Attending group meetings for weight reduction programmes rather than receiving one-on-one support may increase the likelihood that obese people will lose weight. Those who participated in groups had more treatment time and were more likely to lose enough weight to improve their health. Study authors suggested that one explanation for the difference is that group participants spent more time with the clinician (or whoever delivered the programme) than those receiving one-on-one support.
Comprehensive diet programs, providing counseling, targets for calorie intake and exercise, may be more efficient than dieting without guidance ("self-help"), although the evidence is very limited. Following comprehensive lifestyle modifications, the average maintained weight loss is more than 3kg or 3% of total body mass, and could be sustained for five years, and up to 20% of the individuals maintain a weight loss of at least 10% (average of 33 kg). There is some evidence that fast weight loss produce greater long-term weight loss than gradual weight loss. Moderate on-site comprehensive lifestyle changes produce a greater weight loss than usual care, of 2 to 4 kg on average in 6 to 12 months. High-intensity comprehensive programs usually yield more weight loss than moderate or low-intensity, with about 35% to 60% of overweight individuals maintaining more than 5 kg weight loss after 2 years.
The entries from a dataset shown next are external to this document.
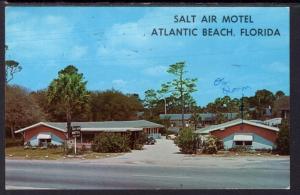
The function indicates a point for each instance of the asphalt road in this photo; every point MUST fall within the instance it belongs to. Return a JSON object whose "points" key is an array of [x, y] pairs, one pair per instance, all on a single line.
{"points": [[59, 175], [159, 166]]}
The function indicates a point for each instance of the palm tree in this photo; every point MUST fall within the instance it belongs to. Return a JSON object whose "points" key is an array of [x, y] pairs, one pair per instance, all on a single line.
{"points": [[69, 90], [196, 118]]}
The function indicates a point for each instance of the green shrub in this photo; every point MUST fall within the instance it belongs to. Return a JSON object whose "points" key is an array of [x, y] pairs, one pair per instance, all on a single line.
{"points": [[212, 144], [13, 142], [111, 142], [138, 140], [241, 148], [188, 141]]}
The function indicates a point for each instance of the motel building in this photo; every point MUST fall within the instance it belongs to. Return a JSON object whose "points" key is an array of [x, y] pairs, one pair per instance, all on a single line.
{"points": [[243, 132], [56, 132]]}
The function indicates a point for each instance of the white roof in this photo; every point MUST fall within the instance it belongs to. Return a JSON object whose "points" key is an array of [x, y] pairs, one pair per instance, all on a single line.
{"points": [[94, 126], [112, 129], [223, 126], [242, 137], [40, 123], [43, 136]]}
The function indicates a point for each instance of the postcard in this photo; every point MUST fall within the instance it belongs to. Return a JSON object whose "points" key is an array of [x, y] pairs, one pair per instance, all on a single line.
{"points": [[137, 97]]}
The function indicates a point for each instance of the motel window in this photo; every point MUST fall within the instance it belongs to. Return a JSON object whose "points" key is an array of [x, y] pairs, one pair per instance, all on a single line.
{"points": [[241, 143], [238, 143]]}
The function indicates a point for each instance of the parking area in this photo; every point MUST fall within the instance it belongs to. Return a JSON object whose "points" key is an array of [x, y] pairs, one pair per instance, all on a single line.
{"points": [[165, 153]]}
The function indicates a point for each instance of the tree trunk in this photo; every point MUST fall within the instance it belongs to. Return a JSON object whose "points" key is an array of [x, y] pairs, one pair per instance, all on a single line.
{"points": [[12, 132], [182, 100], [69, 127]]}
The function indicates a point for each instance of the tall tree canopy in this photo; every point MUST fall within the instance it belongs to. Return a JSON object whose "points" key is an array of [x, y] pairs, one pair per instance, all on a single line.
{"points": [[180, 86], [68, 90], [11, 68], [114, 105]]}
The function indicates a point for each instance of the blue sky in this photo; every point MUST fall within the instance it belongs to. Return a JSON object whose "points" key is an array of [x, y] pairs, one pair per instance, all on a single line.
{"points": [[113, 48]]}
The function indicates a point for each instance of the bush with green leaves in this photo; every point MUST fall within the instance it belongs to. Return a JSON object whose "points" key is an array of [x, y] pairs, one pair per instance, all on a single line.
{"points": [[212, 144], [111, 142], [9, 142], [137, 140], [283, 140], [188, 141]]}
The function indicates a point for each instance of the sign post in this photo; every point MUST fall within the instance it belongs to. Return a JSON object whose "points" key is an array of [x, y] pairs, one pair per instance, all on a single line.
{"points": [[76, 132]]}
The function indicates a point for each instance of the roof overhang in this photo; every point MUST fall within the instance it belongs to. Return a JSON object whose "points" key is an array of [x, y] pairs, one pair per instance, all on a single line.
{"points": [[38, 124], [111, 129], [43, 136], [233, 123], [241, 137]]}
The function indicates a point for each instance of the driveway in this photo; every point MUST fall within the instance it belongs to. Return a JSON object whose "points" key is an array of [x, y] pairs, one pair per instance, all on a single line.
{"points": [[158, 166], [166, 153]]}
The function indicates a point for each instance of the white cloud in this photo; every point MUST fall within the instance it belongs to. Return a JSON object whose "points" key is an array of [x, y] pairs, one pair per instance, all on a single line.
{"points": [[156, 70], [277, 67], [119, 83], [78, 52]]}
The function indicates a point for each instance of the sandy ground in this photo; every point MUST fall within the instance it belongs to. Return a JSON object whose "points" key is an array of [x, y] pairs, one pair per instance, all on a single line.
{"points": [[166, 153]]}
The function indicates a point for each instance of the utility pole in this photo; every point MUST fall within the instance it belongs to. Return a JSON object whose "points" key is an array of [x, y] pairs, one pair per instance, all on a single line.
{"points": [[242, 107], [165, 105]]}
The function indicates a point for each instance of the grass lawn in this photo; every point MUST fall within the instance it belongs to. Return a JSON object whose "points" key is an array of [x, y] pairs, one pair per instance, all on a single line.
{"points": [[50, 154]]}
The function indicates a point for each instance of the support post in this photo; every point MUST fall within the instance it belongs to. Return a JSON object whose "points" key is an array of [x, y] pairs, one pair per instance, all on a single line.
{"points": [[75, 146]]}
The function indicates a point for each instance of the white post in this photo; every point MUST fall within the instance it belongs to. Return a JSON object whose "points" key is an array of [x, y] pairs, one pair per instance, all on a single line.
{"points": [[75, 145], [165, 106]]}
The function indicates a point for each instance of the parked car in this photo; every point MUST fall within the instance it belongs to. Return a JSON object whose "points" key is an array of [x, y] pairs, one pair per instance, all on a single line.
{"points": [[150, 141], [172, 137]]}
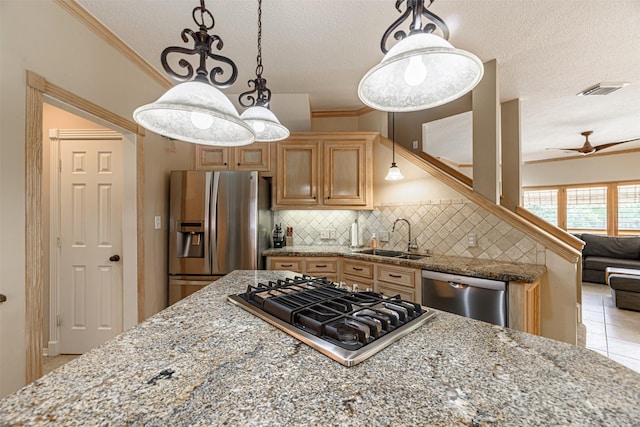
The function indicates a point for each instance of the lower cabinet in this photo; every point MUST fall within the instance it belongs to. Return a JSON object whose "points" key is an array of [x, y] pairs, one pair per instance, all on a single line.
{"points": [[396, 280], [524, 306], [313, 266]]}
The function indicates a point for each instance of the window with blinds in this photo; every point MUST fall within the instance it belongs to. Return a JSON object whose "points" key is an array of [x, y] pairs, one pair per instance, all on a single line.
{"points": [[543, 203], [629, 207], [587, 209]]}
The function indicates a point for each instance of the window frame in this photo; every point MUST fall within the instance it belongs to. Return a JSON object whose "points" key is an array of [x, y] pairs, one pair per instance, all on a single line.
{"points": [[612, 204]]}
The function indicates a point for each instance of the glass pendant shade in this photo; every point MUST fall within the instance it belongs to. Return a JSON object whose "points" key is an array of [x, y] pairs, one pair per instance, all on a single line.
{"points": [[394, 173], [419, 72], [265, 124], [195, 112]]}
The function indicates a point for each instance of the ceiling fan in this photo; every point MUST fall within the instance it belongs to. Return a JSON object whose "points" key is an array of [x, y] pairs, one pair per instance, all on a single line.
{"points": [[587, 148]]}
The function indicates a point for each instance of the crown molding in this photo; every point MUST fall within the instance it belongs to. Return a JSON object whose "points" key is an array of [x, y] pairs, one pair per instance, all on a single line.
{"points": [[82, 15], [325, 114]]}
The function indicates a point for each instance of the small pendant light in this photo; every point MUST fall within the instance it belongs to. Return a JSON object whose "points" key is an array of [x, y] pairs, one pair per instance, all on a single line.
{"points": [[264, 123], [394, 173]]}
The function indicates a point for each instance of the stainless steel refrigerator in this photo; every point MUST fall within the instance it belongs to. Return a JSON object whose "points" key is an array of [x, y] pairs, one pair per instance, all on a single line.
{"points": [[218, 222]]}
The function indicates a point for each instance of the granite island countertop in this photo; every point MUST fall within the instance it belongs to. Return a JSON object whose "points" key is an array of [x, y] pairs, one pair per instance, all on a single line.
{"points": [[476, 267], [231, 368]]}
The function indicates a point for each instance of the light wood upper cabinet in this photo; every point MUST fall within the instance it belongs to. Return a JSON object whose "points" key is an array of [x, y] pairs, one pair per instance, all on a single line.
{"points": [[325, 170], [210, 157], [346, 182], [253, 157], [297, 175]]}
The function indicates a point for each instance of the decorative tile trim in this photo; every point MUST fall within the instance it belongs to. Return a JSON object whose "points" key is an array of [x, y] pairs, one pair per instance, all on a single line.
{"points": [[441, 226]]}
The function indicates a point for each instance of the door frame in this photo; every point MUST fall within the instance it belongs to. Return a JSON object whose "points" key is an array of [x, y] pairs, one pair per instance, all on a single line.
{"points": [[38, 88], [56, 136]]}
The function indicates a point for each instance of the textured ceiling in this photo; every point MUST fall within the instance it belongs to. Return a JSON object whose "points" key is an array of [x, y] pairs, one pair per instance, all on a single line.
{"points": [[547, 51]]}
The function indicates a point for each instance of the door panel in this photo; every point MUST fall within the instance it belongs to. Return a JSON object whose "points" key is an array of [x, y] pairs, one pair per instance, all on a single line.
{"points": [[91, 232]]}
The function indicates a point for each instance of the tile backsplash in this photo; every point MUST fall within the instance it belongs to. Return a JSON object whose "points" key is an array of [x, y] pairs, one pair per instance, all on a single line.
{"points": [[441, 226]]}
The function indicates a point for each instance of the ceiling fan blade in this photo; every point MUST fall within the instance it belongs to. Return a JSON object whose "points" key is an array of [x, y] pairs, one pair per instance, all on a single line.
{"points": [[570, 150], [611, 144]]}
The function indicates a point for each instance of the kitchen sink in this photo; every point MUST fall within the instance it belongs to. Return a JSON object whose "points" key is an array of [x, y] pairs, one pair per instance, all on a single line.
{"points": [[409, 256], [391, 254]]}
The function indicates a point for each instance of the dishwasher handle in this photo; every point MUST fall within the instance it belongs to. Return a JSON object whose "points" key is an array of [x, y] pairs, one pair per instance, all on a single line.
{"points": [[457, 285]]}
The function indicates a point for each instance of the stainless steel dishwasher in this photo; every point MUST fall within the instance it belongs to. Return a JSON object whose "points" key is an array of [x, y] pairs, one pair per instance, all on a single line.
{"points": [[481, 299]]}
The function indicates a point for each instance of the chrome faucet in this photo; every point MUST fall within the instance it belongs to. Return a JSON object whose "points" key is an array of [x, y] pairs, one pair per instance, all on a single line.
{"points": [[410, 244]]}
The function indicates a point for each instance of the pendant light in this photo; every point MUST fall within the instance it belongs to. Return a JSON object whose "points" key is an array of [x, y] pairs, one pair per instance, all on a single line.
{"points": [[195, 110], [265, 124], [394, 173], [423, 70]]}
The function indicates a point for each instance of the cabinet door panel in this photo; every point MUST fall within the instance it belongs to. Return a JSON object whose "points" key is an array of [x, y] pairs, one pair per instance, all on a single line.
{"points": [[254, 157], [297, 182], [345, 173], [212, 158]]}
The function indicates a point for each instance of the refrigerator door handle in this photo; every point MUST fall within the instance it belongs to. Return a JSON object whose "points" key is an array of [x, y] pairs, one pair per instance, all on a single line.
{"points": [[213, 225]]}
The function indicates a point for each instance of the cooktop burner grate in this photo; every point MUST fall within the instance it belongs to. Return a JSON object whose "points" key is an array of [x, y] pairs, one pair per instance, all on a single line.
{"points": [[345, 325]]}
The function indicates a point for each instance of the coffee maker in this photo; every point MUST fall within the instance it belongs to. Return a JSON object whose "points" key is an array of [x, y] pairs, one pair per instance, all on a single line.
{"points": [[278, 236]]}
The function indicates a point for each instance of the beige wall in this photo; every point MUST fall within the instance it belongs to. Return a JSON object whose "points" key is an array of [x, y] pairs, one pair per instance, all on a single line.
{"points": [[41, 37]]}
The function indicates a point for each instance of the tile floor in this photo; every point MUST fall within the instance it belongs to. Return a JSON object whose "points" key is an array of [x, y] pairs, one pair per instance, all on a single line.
{"points": [[54, 362], [611, 331]]}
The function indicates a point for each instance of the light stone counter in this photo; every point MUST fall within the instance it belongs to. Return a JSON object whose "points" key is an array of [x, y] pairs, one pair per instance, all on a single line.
{"points": [[231, 368], [476, 267]]}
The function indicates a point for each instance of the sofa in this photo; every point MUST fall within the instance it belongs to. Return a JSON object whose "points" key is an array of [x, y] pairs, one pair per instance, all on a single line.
{"points": [[600, 252]]}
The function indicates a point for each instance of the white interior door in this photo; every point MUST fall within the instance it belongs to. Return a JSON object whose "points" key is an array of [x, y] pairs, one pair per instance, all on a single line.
{"points": [[90, 243]]}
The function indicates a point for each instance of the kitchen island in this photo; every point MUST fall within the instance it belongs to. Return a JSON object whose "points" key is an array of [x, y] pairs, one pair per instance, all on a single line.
{"points": [[204, 361]]}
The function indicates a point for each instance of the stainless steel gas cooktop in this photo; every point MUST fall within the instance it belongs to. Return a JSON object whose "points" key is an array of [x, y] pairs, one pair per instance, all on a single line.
{"points": [[347, 326]]}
The NICE devised a set of essential criteria to be met by commercial weight management organizations to be approved.
The Transtheoretical Model (TTM) has been used as a framework to assist the design of lifestyle modification programmes, including weight management. A systematic review found that there is insufficient evidence to draw conclusions regarding the effects of TTM-based programs targeting weight loss that included dietary or physical activity interventions, or both (and also combined with other interventions), on sustainable weight loss (one year or longer) in overweight and obese adults. However, very low quality evidence points that this approach may induce positive changes in physical activity and dietary habits, such as increased in exercise duration and frequency, improvement in fruits and vegetables consumption, and reduced dietary fat intake.
Medication
Anti-obesity medications currently approved by the FDA for weight loss
Several anti-obesity medications are currently approved by the FDA for long term use.
- Semaglutide (Wegovy) is currently approved by the FDA for long-term use, being associated with a 6-12% loss in body weight compared to placebo.
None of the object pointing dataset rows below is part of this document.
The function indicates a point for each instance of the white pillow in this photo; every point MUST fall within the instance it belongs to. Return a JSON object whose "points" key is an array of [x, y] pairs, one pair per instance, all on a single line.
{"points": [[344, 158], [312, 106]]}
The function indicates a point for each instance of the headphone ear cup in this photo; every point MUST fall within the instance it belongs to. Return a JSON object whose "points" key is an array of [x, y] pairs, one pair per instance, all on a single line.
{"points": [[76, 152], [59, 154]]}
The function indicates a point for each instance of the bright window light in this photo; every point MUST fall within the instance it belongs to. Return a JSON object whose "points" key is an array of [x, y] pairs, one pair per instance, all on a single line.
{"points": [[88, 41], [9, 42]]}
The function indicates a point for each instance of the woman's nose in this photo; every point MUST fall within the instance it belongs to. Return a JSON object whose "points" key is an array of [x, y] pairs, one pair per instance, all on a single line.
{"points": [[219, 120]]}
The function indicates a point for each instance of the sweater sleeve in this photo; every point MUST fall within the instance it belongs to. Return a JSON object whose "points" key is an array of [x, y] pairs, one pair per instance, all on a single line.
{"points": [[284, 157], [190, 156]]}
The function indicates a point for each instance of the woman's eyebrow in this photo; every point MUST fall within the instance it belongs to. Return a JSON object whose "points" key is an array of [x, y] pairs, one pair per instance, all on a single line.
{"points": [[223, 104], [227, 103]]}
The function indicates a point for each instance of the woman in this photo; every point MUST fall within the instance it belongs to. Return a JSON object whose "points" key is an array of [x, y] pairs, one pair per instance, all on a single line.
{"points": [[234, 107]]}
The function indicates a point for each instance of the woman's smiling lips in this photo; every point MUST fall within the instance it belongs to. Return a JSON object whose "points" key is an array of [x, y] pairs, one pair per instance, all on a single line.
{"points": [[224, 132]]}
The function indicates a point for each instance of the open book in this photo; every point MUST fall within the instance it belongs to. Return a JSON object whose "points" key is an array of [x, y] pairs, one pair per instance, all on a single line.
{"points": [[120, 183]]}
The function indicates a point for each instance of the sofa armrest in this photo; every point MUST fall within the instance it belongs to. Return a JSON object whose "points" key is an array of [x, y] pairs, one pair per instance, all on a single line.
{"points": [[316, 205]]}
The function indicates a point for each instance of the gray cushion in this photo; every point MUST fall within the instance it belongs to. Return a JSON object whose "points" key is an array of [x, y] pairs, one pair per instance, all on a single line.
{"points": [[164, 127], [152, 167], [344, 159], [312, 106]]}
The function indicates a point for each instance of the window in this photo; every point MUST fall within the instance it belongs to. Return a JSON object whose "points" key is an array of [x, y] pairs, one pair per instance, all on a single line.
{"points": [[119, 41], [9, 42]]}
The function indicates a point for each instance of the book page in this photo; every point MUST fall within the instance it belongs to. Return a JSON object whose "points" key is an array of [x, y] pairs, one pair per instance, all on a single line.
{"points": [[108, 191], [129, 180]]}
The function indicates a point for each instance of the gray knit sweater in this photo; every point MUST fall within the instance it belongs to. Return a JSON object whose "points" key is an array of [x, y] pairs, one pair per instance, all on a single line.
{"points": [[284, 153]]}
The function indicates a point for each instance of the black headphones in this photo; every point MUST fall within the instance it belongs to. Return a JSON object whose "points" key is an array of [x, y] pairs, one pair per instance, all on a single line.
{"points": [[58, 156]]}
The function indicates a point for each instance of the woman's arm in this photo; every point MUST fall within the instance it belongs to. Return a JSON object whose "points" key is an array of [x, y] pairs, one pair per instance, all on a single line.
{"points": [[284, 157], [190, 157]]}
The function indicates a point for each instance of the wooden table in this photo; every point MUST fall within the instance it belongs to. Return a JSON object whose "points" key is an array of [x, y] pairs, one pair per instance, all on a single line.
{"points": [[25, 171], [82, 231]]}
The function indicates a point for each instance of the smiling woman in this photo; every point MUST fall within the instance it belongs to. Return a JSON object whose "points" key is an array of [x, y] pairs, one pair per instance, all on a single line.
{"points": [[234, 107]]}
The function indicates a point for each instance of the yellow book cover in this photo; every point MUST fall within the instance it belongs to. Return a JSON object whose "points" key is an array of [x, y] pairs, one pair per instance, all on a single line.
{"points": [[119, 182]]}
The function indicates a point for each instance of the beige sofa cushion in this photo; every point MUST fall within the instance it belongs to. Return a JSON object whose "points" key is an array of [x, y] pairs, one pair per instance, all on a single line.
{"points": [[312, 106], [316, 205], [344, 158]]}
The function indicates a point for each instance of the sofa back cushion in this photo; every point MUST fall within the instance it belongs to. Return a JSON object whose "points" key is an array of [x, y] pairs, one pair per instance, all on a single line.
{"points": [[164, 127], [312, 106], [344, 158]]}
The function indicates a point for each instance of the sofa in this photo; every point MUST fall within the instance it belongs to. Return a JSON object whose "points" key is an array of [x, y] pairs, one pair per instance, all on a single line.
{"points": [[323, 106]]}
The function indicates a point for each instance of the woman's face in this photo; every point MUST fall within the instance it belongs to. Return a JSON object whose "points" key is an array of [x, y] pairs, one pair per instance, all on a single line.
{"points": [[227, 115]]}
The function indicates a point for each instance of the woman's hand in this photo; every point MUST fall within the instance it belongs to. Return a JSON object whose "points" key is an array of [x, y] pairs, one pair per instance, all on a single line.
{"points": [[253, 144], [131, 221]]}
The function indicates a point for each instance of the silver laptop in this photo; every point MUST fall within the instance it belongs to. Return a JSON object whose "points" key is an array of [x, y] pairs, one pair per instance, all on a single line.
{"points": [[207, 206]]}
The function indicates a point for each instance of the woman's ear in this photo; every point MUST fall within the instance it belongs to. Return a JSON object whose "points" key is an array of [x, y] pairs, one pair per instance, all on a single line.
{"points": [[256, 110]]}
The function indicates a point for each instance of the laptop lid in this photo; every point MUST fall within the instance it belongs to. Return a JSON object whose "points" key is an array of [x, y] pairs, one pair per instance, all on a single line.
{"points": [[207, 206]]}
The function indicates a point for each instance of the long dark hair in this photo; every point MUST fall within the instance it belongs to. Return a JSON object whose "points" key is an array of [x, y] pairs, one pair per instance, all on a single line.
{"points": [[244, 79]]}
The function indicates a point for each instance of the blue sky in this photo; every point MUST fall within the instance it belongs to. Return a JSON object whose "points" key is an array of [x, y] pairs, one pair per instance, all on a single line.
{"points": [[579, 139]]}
- The combination drug phentermine/topiramate (Qsymia) is approved by the FDA as an addition to a reduced-calorie diet and exercise for chronic weight management.
- Orlistat reduces intestinal fat absorption by inhibiting pancreatic lipase. Over the longer term, average weight loss on orlistat is 2.9kg. It leads to a reduced incidence of diabetes, and has some effect on cholesterol. However, there is little information on how it affects the longer-term complications or outcomes of obesity.
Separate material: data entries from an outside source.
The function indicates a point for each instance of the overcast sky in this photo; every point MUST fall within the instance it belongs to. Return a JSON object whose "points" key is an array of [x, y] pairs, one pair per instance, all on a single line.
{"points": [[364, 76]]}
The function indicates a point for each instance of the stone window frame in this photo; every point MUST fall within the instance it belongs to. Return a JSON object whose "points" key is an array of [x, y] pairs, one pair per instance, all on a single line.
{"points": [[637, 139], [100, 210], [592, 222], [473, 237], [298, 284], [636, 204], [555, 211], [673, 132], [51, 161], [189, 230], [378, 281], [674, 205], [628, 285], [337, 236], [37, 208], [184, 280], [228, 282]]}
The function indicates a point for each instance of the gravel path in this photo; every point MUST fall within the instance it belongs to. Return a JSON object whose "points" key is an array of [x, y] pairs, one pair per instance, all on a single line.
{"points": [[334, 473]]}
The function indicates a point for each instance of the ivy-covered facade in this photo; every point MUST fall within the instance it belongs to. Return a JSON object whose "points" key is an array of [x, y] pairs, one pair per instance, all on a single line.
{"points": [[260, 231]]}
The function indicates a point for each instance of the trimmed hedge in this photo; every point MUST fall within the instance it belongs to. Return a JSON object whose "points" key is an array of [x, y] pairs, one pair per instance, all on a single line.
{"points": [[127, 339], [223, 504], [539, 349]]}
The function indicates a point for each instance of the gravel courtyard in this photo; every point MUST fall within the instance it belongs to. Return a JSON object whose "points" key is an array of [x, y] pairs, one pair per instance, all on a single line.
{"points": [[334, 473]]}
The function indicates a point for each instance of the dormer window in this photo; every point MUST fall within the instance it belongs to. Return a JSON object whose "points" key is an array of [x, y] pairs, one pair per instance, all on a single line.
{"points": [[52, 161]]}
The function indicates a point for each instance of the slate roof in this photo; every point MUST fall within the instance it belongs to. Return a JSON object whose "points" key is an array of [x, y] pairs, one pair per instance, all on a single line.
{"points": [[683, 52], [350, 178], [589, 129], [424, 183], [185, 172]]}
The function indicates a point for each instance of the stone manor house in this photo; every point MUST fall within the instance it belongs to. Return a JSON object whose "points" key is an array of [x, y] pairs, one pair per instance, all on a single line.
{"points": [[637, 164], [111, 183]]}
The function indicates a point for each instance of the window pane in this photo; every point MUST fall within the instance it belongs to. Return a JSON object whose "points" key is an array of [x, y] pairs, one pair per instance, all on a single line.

- Racemic amphetamine, phendimetrazine, diethylpropion, and phentermine are approved by the FDA for short term use.
Other medications
- Bupropion, topiramate, and zonisamide are sometimes used off-label for weight loss.
- The usefulness of certain drugs depends upon the comorbidities present. Metformin is preferred in overweight diabetics and for those gaining weight because taking clozapine for schizophrenia, as it may lead to mild weight loss in comparison to sulfonylureas or insulin. The thiazolidinediones, on the other hand, may cause weight gain, but decrease central obesity. Diabetics also achieve modest weight loss with fluoxetine and orlistat over 12–57 weeks.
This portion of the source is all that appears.